“Abstinence only” doesn’t work. No, really!
I’ve been hearing all over the place that the Centers for Disease Control are reporting that teen pregnancy rates have dropped like crazy, to their lowest levels since 1946:
“There has been a phenomenal drop in the last two years,” said report lead author Brady Hamilton, a statistician with the U.S. Centers for Disease Control and Prevention’s Division of Vital Statistics. “It went down 9 percent between 2009 and 2010 and that’s big.”
Folks are clear that this doesn’t mean that kids aren’t having sex. Dr. Lawrence Friedman, the director of adolescent medicine at the University of Miami Miller School of Medicine, reports that the CDC sees a drop in teen sexual intercourse, but:
“That doesn’t mean there is less sexual activity. There’s plenty of sexual activity — oral sex and mutual masturbation and other things that don’t produce pregnancies.”
There’s also increased use of contraception, Friedman said. “In addition, there is more awareness of the negative effects of pregnancy and sexually transmitted diseases,” he said.
But here’s the totally shocking part: The states with the highest teen pregnancy rates? Are those with abstinence-only policies. Mississippi tops the lot of them.
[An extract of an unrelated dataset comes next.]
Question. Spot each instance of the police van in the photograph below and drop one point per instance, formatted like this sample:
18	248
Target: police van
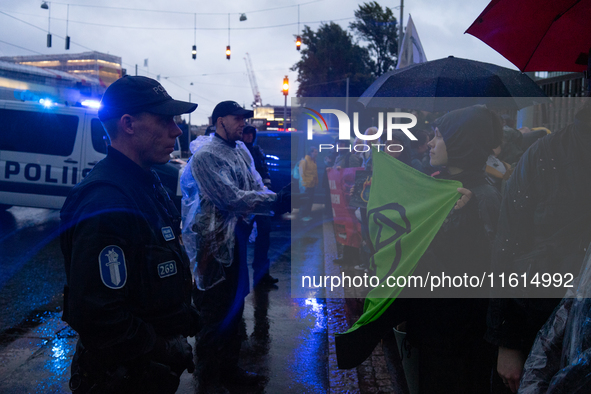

I wrote about teen pregnancy back in the day for the Chicago Tribune, and I’m repeating myself a little here, but the truth hasn’t changed a lot in the meantime:
The imperative to reproduce has been getting young Americans in trouble since before there was an America: At the time of the Revolution, some 30% of colonial brides were pregnant on their wedding day, and historians posit that more than a third of births were outside of marriage.
I try very hard not to demonize or belittle teen moms — we need to value all babies, and prepare all those who plan to give birth to be the best mothers they can possibly be. What might have happened in error can result in great joy, and let’s not forget: One teen mom, who married her boyfriend after she fell pregnant, went on to raise our current President. So, you know. We should step lightly.
But all the respect in the world can’t change the fact that giving birth at a really young age is just plain hard: 73% of teenage moms come from poor or low-income families, according to Planned Parenthood; the National Campaign to Prevent Teen and Unplanned Pregnancy reports that some 80% of teen fathers don’t marry their children’s mothers. Two-thirds of families started by single moms are poor.
We need to give all young people all the tools they need to avoid pregnancy — not just the tools we may personally agree with — and when another girl gets pregnant anyway, we need to figure out how to provide her with all the support (familial, social, and yes, governmental) she needs to take care of herself and her child.
Oh! And what say we involve the fathers, too?
Kids have sex. It has always been thus. But it turns out that if you arm them with information, they are far less likely to actually get pregnant. And it’s not a whole lot better to withhold information from them if the do get pregnant, either.
Knowledge, as they say, is power. Just ask the girls in Mississippi.